Sports fandom meets the world of business
Sports fans prefer to remain blithely ignorant of the boardroom machinations required to organize the leagues and play the games. But for dedicated fans in Winnipeg, it was annoyingly difficult to remain oblivious to those business realities in 2012. We studied weekly reports of the difficulties in building the Bombers' new stadium -- who knew it could be so windy in Winnipeg? -- and the agonizing labour dispute in the NHL has wrenched those schooled in goal-against averages into full briefings on escrow accounts and make-whole provisions. And by the way, after bootstrapping his way into NHL profitability in one year, is there anyone harder-hit by the lockout than Jets governor Mark Chipman?

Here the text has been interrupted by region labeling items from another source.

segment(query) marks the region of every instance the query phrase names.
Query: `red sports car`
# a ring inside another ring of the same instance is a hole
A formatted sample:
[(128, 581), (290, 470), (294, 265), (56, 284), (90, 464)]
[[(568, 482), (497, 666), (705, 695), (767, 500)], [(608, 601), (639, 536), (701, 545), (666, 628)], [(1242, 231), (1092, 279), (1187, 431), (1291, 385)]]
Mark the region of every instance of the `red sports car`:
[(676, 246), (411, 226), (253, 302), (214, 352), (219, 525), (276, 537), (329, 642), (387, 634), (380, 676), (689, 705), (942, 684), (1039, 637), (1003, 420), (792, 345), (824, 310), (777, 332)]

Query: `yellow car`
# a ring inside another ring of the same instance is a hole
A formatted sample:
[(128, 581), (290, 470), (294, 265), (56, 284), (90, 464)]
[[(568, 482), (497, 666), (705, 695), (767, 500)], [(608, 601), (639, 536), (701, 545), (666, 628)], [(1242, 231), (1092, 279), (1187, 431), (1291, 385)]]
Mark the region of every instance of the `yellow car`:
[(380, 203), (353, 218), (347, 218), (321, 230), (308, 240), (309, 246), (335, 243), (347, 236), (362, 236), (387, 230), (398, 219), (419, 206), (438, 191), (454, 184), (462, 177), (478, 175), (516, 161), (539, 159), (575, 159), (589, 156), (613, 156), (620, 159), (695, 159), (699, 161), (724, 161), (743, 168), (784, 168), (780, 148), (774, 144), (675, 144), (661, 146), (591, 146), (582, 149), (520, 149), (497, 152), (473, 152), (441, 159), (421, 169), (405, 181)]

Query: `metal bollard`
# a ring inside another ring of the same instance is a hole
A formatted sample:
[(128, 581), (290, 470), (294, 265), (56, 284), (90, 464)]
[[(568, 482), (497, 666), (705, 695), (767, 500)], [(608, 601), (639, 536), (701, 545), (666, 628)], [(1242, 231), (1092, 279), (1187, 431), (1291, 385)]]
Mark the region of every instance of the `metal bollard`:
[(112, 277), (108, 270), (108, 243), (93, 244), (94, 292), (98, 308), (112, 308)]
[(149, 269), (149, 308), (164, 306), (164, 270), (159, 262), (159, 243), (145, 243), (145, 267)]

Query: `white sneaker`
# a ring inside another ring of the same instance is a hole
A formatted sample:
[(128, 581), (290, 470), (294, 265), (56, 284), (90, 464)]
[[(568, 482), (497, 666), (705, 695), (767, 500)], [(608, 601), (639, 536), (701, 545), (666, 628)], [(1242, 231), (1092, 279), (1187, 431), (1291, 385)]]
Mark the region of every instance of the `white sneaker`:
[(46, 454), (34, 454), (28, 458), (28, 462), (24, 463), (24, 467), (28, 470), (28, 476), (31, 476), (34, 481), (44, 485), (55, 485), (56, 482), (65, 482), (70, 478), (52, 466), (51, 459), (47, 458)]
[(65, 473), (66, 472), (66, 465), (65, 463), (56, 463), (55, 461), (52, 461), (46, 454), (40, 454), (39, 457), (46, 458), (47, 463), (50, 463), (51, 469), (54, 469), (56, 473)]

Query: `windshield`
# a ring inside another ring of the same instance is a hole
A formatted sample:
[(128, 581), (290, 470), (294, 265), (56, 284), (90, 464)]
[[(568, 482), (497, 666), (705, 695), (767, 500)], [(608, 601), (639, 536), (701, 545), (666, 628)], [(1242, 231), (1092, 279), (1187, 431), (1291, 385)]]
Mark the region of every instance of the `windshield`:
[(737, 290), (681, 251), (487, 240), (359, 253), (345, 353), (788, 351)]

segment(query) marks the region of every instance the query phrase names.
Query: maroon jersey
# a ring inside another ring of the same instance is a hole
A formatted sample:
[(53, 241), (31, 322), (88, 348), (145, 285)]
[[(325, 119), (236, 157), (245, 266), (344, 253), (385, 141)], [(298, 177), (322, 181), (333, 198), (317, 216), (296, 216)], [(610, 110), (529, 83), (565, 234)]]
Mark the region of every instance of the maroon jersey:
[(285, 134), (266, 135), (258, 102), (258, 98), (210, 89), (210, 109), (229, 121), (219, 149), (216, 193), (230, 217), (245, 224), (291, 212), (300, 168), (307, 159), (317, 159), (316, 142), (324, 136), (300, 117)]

Exactly who owns the cookie jar?
It's not hard to imagine when a commercial enterprise is met by good fortune that an extravagant purchase may take place. But when Tribal Councils Investment Group acquired a corporate jet a couple of years ago it wasn't the owners, per se, who made the decision. Management of the investment firm owned by Manitoba's tribal councils may have gotten a little caught up in the excellent returns being generated. Their efforts to keep politics out of the corporate decision-making process might even have boosted profits, but when three of seven shareholders sue the company claiming shareholder oppression, it's probably a sign management may have gone too far in that regard.